Acts 8 gives us the story of Philip in Samaria. And now we have these unnamed disciples in Antioch.

“Some of them, men from Cyprus and Cyrene, went to Antioch and began to speak to Greeks also, telling them the Good News about the Lord Jesus.” ~Acts 11:20

We are not in the same situation in the United States in 2019. But it’s similar. I think we can draw parallels.

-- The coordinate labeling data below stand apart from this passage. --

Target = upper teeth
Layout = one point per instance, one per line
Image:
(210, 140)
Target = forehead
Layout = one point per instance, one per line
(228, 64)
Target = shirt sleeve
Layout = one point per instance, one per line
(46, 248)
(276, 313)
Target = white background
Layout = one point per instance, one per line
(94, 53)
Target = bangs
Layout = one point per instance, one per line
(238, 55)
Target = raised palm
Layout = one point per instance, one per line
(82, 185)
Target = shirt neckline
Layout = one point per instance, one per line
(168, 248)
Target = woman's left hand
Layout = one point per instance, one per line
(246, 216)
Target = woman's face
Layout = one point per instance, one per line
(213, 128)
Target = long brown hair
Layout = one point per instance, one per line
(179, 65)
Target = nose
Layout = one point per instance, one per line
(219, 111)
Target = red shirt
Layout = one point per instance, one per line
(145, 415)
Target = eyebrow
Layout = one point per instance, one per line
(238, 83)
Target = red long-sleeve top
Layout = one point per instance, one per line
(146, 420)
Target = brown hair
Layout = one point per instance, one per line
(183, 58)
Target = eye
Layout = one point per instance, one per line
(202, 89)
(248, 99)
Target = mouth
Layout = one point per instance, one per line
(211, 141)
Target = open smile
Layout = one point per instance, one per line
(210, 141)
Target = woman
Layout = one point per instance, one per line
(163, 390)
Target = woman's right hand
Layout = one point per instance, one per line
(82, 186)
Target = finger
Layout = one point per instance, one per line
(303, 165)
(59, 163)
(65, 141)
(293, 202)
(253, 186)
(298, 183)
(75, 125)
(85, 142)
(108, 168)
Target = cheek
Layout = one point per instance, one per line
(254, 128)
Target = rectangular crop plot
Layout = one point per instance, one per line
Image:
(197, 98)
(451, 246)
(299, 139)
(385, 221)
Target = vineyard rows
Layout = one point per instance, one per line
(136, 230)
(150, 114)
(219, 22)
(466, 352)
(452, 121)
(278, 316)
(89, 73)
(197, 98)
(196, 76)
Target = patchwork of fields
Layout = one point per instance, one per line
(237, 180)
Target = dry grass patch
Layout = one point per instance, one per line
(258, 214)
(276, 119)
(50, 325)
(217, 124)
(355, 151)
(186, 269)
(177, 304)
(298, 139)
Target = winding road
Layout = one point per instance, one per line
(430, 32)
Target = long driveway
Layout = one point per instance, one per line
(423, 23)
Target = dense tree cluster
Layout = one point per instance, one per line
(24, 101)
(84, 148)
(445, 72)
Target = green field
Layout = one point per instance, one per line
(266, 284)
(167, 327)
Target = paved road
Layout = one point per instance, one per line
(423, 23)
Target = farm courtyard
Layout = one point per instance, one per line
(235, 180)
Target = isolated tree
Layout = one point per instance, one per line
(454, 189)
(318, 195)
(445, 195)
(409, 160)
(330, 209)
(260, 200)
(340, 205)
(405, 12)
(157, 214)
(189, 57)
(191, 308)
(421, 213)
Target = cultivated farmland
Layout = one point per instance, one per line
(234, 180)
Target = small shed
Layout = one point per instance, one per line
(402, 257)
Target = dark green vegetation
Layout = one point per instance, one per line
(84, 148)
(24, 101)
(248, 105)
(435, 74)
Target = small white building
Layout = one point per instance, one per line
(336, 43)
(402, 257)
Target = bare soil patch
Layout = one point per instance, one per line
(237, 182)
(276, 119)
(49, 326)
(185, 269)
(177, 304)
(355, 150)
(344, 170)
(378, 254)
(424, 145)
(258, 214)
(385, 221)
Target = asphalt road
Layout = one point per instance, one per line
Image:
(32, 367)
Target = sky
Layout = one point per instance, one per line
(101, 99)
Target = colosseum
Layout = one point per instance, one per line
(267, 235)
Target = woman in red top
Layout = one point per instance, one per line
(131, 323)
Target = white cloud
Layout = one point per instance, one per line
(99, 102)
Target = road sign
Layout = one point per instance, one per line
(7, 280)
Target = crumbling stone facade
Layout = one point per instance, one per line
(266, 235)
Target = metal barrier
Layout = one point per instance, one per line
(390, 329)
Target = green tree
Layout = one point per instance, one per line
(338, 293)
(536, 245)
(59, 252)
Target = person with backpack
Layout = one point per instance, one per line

Christianity does not enjoy a favored status in the Empire of the United States anymore. The government no longer props up the Church here. The culture has turned against our Lord and his people. We’re on the outside of power now in the U.S. and on the way to being marginalized. On the way to persecution. You can pretend it’s not happening, but that doesn’t make it less true. We’re there. Jesus is no longer honored, his Church is no longer respected, and his truth is no longer believed in this country.

How do we see that?

We must see this as a tremendous opportunity! This is an incredibly exciting time! There’s all kinds of potential for miraculous Holy Spirit adventure here! We’re in uncharted territory that’s testing our faith and stretching our resolve. This is the best time — the perfect time! — for God to work in and through his Church to do something none of us has ever thought of or imagined! He’s capable. He’s done it countless times before. Do we see it? Are we even looking for it?

These unnamed disciples, these persecuted Christians who first started talking to the Greeks in Antioch — I wish we knew more about them. All we know is that in the middle of trouble they didn’t hide. They didn’t keep quiet for fear of offending someone. They didn’t compromise the Gospel or water down the truth for fear of getting in trouble. In a strange and sinful land, as outsiders in almost every sense of the word, they did not shrink from the mission. They proclaimed the Gospel of Christ!

How? How in the world could they be so bold? So confident? Fearless? Well, it was clear to Barnabas: only by the grace of God, which empowered them to share the Good News.

Do we see that same grace of God in our churches today? Are we even looking for it?